If a hacker wants to gain access to a company network with excellent cybersecurity, for example, he does not necessarily need to execute elaborate coding. Instead, he could run a dark web data search for email addresses with that company’s domain name that have been leaked along with passwords from hacked websites.

“If there’s 100 people on there, chances are some of them will have used the same password [for the hacked account and their work account],” Gazeley says.

Too small fry to be hacked? Incidents at odds with assumptions

“You take that password and you’re in. It’s like prehacked, like going to the supermarket and buying a pre-cooked meal and just heating it up. It’s that easy.”

Gazeley and his team have also seen passwords being used as a way to strengthen the credibility of phishing campaigns. Fraudsters send targeted emails that include an actual password the target uses, hoping to trick them into thinking they’ve been hacked, and transferring money or giving them access to accounts.

A recent phishing campaign that Network Box’s filters picked up on used leaked passwords to try to convince people that their webcams and email accounts had been remotely accessed, and threatened to send out incriminating videos.

Often, however, the password isn’t the one that would allow hackers such access; it’s one from a different account that’s been hacked, for example for their gym website, not their home computer.
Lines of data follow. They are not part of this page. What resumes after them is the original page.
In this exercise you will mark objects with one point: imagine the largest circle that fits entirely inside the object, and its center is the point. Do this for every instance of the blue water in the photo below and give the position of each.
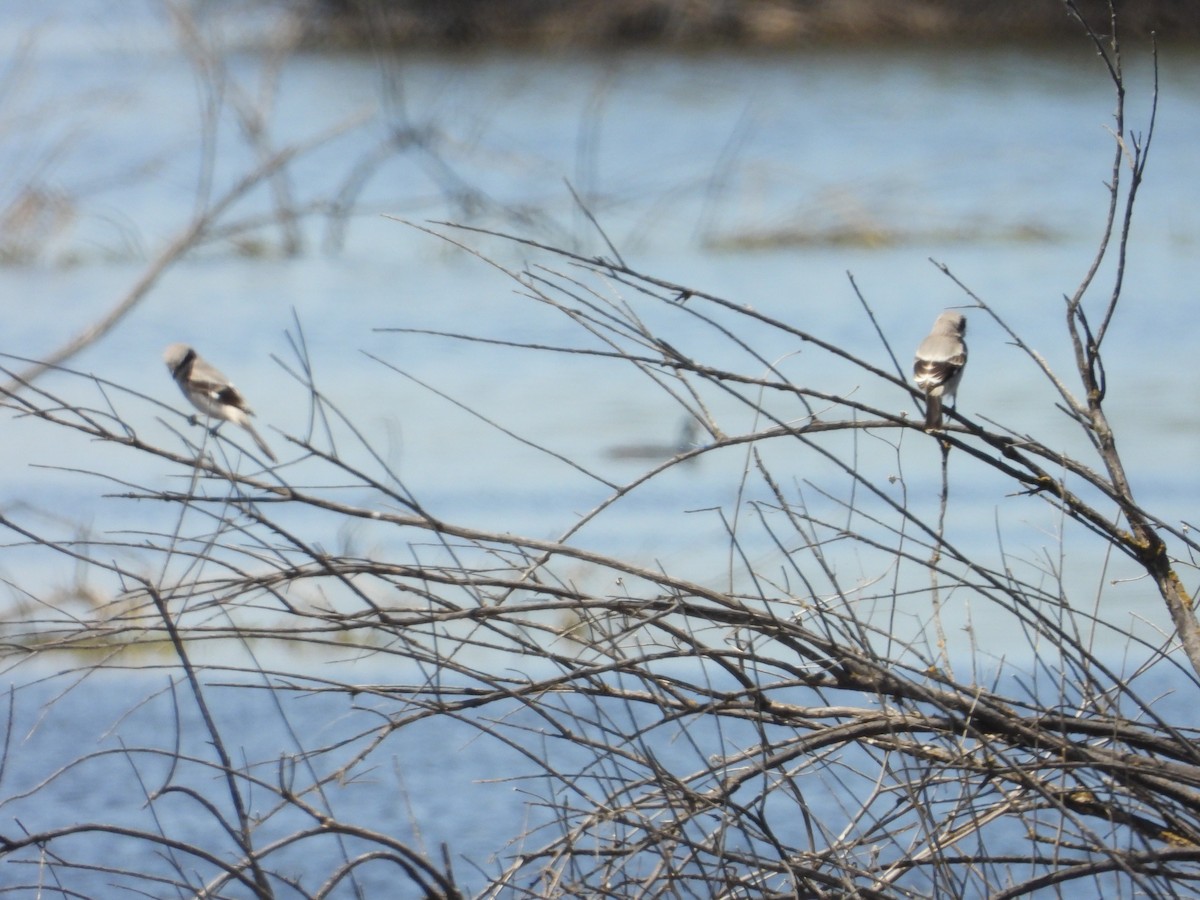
(761, 179)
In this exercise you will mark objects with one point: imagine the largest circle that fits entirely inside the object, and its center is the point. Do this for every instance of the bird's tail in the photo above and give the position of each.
(933, 413)
(258, 439)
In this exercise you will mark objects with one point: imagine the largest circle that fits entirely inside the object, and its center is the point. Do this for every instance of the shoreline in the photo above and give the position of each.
(721, 24)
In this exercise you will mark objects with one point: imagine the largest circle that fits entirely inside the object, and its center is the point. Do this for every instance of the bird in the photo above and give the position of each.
(210, 391)
(939, 366)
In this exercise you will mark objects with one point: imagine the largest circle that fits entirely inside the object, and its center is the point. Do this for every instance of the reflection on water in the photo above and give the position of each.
(757, 178)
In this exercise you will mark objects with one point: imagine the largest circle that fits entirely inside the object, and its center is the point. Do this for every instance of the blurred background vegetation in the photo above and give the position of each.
(718, 23)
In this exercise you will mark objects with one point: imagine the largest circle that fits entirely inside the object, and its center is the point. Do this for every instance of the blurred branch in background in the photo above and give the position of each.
(804, 713)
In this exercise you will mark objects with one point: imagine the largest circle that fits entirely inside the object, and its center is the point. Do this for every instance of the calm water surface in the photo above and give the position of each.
(761, 179)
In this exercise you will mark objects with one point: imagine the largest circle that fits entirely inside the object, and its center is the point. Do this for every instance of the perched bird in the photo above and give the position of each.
(210, 391)
(939, 366)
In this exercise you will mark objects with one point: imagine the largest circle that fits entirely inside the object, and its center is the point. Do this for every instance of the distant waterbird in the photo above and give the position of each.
(689, 432)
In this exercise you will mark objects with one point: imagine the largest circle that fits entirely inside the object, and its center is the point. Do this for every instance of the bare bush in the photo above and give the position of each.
(804, 725)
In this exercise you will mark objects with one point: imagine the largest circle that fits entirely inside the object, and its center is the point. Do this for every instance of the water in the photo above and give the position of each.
(762, 179)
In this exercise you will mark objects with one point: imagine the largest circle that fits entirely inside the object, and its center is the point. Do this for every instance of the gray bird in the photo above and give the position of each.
(939, 366)
(210, 391)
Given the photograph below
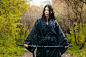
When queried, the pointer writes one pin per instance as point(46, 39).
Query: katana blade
point(58, 46)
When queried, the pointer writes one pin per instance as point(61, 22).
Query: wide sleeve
point(62, 40)
point(33, 36)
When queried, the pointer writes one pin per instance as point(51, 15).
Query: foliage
point(77, 37)
point(76, 52)
point(11, 11)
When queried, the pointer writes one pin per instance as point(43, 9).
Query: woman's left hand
point(66, 46)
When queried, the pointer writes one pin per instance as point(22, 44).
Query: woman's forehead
point(46, 8)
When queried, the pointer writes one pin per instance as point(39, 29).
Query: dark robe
point(47, 35)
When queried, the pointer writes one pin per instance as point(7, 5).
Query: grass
point(76, 52)
point(13, 52)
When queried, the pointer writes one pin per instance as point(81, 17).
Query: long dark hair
point(51, 16)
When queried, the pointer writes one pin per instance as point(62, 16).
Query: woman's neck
point(47, 17)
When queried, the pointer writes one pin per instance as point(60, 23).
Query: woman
point(47, 32)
It’s a distinction that people in a panic often miss, Gazeley says.

Such emails, while customised, are often automated. User information cobbled together from breached data is autofilled into the email and then blasted out across the internet.

“It was an interesting variation,” says Mark Webb-Johnson, Gazeley’s business partner and chief technical officer. “We have to write specific heuristics [problem-solving methods] for a specific campaign like this.”

As soon as security firms identify such emails coming into their spam-traps, they begin identifying the different recognisable pieces, creating a signature, or an imprint of the email, that filters can use to block it in the future.

When there’s a high volume of such emails coming through, more staff are called back to the control room to write smarter signatures and push back against the deluge of spam or viruses – part of a constant back and forth in the battleground of cybersecurity.

As for how people can protect themselves, both Gazeley and Webb-Johnson point to simple key steps: using two-point verification on account logins and different passwords for different accounts.

“It’s a bit like the old joke with the lion. One guy is putting his trainers on and the other says, ‘you can’t outrun a lion’, and the other replies, ‘all I have to do is outrun you,’” says Gazeley.

“If a hacker really wants to target you, then chances are he’ll succeed. But if he’s not after you and you’re well protected, well, then he’ll go after one of the other 6.5 billion accounts.”